Inspection and alert evidenceInspection findings, alarms, comments, photos, and event timestamps that can explain the operating context.

For connector setup, mappings, and source data quality, use Prepare Signal History for Predictive Maintenance.

Step 3: Enable the Operating Surfaces

The current application exposes these primary views:

ViewRouteUse
Dashboard/pdm/dashboardReview health distribution, active anomalies, maintenance status, and high-level operating signals.
Equipment list/pdm/equipmentFind monitored assets and open profile detail.
Equipment detail/pdm/equipment/:idReview profile, health snapshot, health history, and equipment context.
Fleet/pdm/fleetCompare equipment groups and component attention signals.
Anomalies/pdm/anomaliesTriage unresolved anomalies and generate maintenance action where appropriate.
Maintenance/pdm/maintenanceReview maintenance records and schedules connected to monitored equipment.
Criticality/pdm/criticalityPrioritize work using risk and criticality signals.
Energy/pdm/energyReview energy baselines where energy data is connected.
Health/pdm/healthReview health-centered operating views where enabled.

Use pdm in route and API references. In customer-facing prose, call the capability Predictive Maintenance.

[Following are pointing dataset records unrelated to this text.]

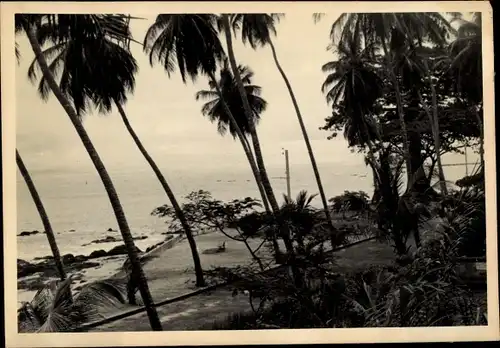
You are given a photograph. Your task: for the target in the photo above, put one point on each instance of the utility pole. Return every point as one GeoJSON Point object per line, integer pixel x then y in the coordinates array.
{"type": "Point", "coordinates": [466, 163]}
{"type": "Point", "coordinates": [287, 173]}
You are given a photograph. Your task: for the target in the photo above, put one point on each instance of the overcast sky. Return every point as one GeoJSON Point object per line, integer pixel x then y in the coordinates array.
{"type": "Point", "coordinates": [167, 118]}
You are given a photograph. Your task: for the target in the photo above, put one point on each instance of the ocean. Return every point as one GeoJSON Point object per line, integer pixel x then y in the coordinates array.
{"type": "Point", "coordinates": [79, 210]}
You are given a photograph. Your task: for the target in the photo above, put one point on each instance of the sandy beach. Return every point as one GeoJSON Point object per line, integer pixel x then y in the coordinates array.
{"type": "Point", "coordinates": [170, 272]}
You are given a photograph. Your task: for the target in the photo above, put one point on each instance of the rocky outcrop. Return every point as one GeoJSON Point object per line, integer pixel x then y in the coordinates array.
{"type": "Point", "coordinates": [28, 233]}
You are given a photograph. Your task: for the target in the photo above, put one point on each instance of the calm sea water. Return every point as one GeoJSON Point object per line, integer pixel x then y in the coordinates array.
{"type": "Point", "coordinates": [80, 212]}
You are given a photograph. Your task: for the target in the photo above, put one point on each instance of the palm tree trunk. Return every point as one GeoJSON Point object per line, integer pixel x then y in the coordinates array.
{"type": "Point", "coordinates": [285, 233]}
{"type": "Point", "coordinates": [43, 216]}
{"type": "Point", "coordinates": [481, 138]}
{"type": "Point", "coordinates": [435, 135]}
{"type": "Point", "coordinates": [248, 152]}
{"type": "Point", "coordinates": [200, 281]}
{"type": "Point", "coordinates": [399, 106]}
{"type": "Point", "coordinates": [306, 139]}
{"type": "Point", "coordinates": [106, 180]}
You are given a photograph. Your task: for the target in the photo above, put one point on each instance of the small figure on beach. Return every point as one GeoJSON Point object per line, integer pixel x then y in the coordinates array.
{"type": "Point", "coordinates": [220, 249]}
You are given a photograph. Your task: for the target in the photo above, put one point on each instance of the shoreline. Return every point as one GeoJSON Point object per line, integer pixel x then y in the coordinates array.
{"type": "Point", "coordinates": [87, 269]}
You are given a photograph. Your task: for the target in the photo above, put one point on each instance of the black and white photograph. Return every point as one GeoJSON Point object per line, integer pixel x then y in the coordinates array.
{"type": "Point", "coordinates": [222, 167]}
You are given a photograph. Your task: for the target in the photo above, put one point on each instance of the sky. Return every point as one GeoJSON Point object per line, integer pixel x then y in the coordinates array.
{"type": "Point", "coordinates": [168, 119]}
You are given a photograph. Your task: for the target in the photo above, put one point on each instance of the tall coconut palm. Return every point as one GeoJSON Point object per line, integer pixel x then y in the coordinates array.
{"type": "Point", "coordinates": [466, 67]}
{"type": "Point", "coordinates": [110, 68]}
{"type": "Point", "coordinates": [257, 29]}
{"type": "Point", "coordinates": [215, 111]}
{"type": "Point", "coordinates": [191, 42]}
{"type": "Point", "coordinates": [43, 215]}
{"type": "Point", "coordinates": [199, 54]}
{"type": "Point", "coordinates": [386, 29]}
{"type": "Point", "coordinates": [89, 27]}
{"type": "Point", "coordinates": [284, 231]}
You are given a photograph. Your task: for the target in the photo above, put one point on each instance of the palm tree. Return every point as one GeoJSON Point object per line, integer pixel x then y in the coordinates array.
{"type": "Point", "coordinates": [354, 85]}
{"type": "Point", "coordinates": [215, 111]}
{"type": "Point", "coordinates": [284, 231]}
{"type": "Point", "coordinates": [43, 215]}
{"type": "Point", "coordinates": [386, 30]}
{"type": "Point", "coordinates": [466, 67]}
{"type": "Point", "coordinates": [83, 27]}
{"type": "Point", "coordinates": [105, 89]}
{"type": "Point", "coordinates": [257, 29]}
{"type": "Point", "coordinates": [192, 42]}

Step 4: Validate the First Equipment

Before adding more assets, validate one representative equipment record end to end:

  1. Open the equipment profile and confirm identity fields.
  2. Confirm recent signal history is mapped to the right equipment.
  3. Review the latest health snapshot and health history.
  4. Check whether the dashboard includes the equipment in summary counts.
  5. Open the anomaly list and confirm unresolved events appear with useful context.
  6. Create or link a maintenance action only after the advisory has been reviewed.
  7. Close the linked work order with an outcome label.

This validation prevents a common failure mode: building a model workflow before the team trusts the underlying asset and signal identity.

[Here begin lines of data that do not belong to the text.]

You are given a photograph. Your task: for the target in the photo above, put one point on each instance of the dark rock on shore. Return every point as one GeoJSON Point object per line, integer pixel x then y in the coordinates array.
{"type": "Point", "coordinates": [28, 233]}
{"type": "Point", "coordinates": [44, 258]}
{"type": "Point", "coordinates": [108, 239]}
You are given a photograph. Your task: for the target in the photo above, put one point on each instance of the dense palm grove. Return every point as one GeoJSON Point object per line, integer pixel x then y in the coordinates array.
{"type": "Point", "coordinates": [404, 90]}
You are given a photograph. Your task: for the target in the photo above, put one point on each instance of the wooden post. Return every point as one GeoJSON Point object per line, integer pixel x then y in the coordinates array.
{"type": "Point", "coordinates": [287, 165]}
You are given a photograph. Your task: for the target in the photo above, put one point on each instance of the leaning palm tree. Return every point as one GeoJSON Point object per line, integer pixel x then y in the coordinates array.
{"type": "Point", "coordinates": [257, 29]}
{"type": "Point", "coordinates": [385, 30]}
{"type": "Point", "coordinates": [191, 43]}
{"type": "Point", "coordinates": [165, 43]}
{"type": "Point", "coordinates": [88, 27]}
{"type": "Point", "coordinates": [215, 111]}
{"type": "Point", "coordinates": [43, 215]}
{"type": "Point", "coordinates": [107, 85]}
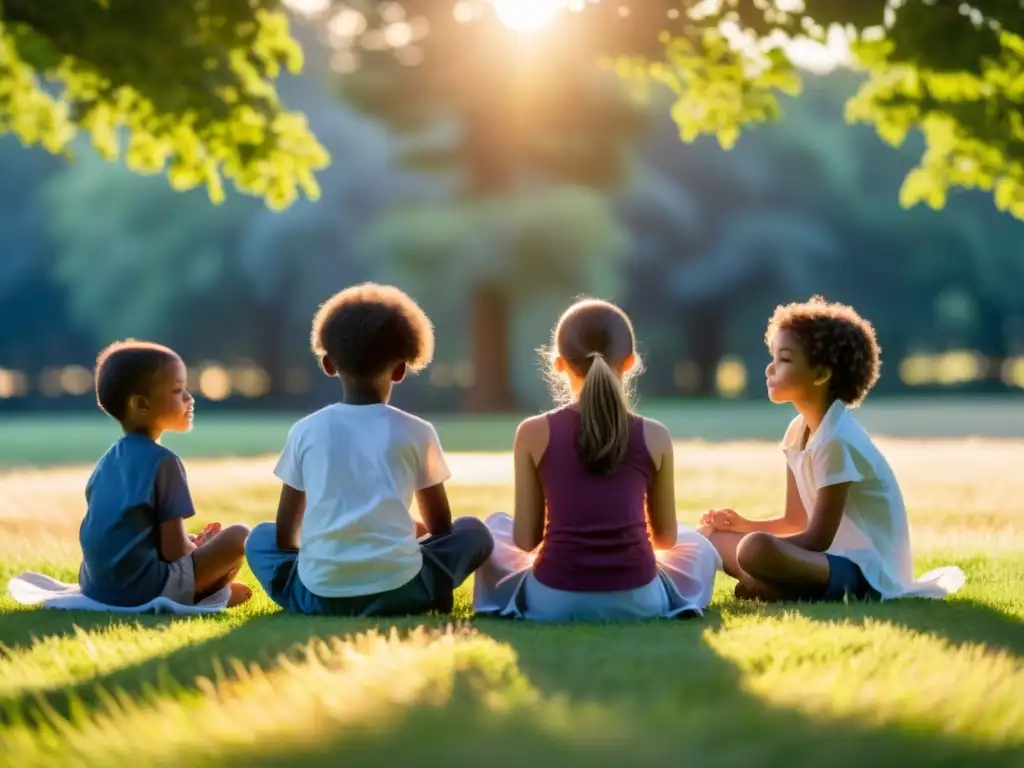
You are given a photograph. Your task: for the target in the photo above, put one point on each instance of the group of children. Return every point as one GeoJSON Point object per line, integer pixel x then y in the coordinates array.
{"type": "Point", "coordinates": [594, 535]}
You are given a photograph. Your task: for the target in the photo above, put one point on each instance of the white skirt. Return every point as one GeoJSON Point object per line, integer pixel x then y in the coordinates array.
{"type": "Point", "coordinates": [505, 584]}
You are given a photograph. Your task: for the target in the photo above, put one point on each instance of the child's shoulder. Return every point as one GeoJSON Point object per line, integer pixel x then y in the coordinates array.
{"type": "Point", "coordinates": [656, 437]}
{"type": "Point", "coordinates": [132, 448]}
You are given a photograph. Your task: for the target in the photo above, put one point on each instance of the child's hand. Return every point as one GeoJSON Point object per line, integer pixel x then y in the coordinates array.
{"type": "Point", "coordinates": [208, 532]}
{"type": "Point", "coordinates": [722, 519]}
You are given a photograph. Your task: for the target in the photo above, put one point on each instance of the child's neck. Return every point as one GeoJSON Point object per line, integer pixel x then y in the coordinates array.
{"type": "Point", "coordinates": [359, 393]}
{"type": "Point", "coordinates": [143, 430]}
{"type": "Point", "coordinates": [813, 414]}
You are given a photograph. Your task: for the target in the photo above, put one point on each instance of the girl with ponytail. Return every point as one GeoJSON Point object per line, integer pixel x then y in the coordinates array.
{"type": "Point", "coordinates": [594, 496]}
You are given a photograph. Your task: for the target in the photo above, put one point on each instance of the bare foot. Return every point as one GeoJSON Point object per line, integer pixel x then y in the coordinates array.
{"type": "Point", "coordinates": [240, 594]}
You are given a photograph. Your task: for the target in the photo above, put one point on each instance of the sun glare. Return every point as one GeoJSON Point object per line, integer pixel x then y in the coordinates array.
{"type": "Point", "coordinates": [526, 15]}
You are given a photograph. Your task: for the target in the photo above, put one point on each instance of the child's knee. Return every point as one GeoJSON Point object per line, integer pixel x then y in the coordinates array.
{"type": "Point", "coordinates": [477, 537]}
{"type": "Point", "coordinates": [235, 538]}
{"type": "Point", "coordinates": [756, 552]}
{"type": "Point", "coordinates": [261, 538]}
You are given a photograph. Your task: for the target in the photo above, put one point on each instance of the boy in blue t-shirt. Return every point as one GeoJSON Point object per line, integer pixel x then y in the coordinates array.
{"type": "Point", "coordinates": [134, 544]}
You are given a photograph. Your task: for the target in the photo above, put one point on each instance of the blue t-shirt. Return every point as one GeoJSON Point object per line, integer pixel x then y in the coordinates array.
{"type": "Point", "coordinates": [135, 486]}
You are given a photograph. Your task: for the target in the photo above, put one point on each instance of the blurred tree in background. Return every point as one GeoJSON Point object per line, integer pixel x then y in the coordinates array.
{"type": "Point", "coordinates": [948, 70]}
{"type": "Point", "coordinates": [518, 129]}
{"type": "Point", "coordinates": [696, 243]}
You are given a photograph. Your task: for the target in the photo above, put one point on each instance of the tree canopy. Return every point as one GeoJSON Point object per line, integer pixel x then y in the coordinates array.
{"type": "Point", "coordinates": [185, 86]}
{"type": "Point", "coordinates": [950, 70]}
{"type": "Point", "coordinates": [188, 85]}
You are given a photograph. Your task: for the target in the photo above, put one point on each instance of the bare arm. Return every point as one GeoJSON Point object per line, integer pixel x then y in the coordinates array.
{"type": "Point", "coordinates": [824, 520]}
{"type": "Point", "coordinates": [174, 541]}
{"type": "Point", "coordinates": [434, 509]}
{"type": "Point", "coordinates": [795, 518]}
{"type": "Point", "coordinates": [793, 521]}
{"type": "Point", "coordinates": [527, 525]}
{"type": "Point", "coordinates": [662, 494]}
{"type": "Point", "coordinates": [291, 508]}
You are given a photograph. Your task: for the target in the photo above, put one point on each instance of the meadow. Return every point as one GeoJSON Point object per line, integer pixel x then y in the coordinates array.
{"type": "Point", "coordinates": [900, 683]}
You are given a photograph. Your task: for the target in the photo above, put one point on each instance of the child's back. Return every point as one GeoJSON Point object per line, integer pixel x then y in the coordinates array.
{"type": "Point", "coordinates": [344, 542]}
{"type": "Point", "coordinates": [873, 531]}
{"type": "Point", "coordinates": [596, 538]}
{"type": "Point", "coordinates": [359, 467]}
{"type": "Point", "coordinates": [136, 485]}
{"type": "Point", "coordinates": [594, 496]}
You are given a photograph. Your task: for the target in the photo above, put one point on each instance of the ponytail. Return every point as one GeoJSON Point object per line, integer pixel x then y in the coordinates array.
{"type": "Point", "coordinates": [604, 425]}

Step 5: Define Review Cadence

Predictive Maintenance should become part of an operating rhythm.

CadenceReview focus
Daily shift reviewNew high-severity anomalies, blocked advisories, and urgent equipment status changes.
Weekly maintenance planningAccepted advisories, work-order backlog, criticality ranking, maintenance windows, and parts readiness.
Monthly reliability reviewHealth trend, repeated failure modes, advisory precision, false positives, and rule or template changes.
Pilot acceptanceData completeness, reviewer confidence, work-order outcome capture, and expected next rollout scope.

Expected Output

At the end of the first setup pass, the team should have:

  • a defined equipment scope;
  • mapped signal history for the selected assets;
  • at least one reviewed equipment profile;
  • dashboard and anomaly views that reflect real source data;
  • a named owner for advisory decisions;
  • a work-order feedback path for accepted recommendations;
  • a short list of data or readiness gaps before broader rollout.

Validation Checklist

  • Equipment identity is stable across Predictive Maintenance, DFS, CMMS, and work-order records.
  • Source signals have expected units, timestamps, and equipment mappings.
  • The first equipment profile has health history or a clear no-data state.
  • Anomaly review has a named owner and a response path.
  • Accepted advisories can create or link to work orders.
  • Work-order closure captures outcome evidence.
  • Dashboard and Agent summaries match the underlying records.

Troubleshooting

SymptomCheck
Equipment is missing from the dashboardTenant scope, equipment profile, source mapping, and route permissions.
Health view shows no dataRecent readings, timestamp format, unit mapping, and equipment ID bridge.
Anomaly list is emptySignal coverage, threshold or baseline readiness, and selected time window.
Advisory cannot become workWork-order permission, CMMS configuration, and maintenance ownership.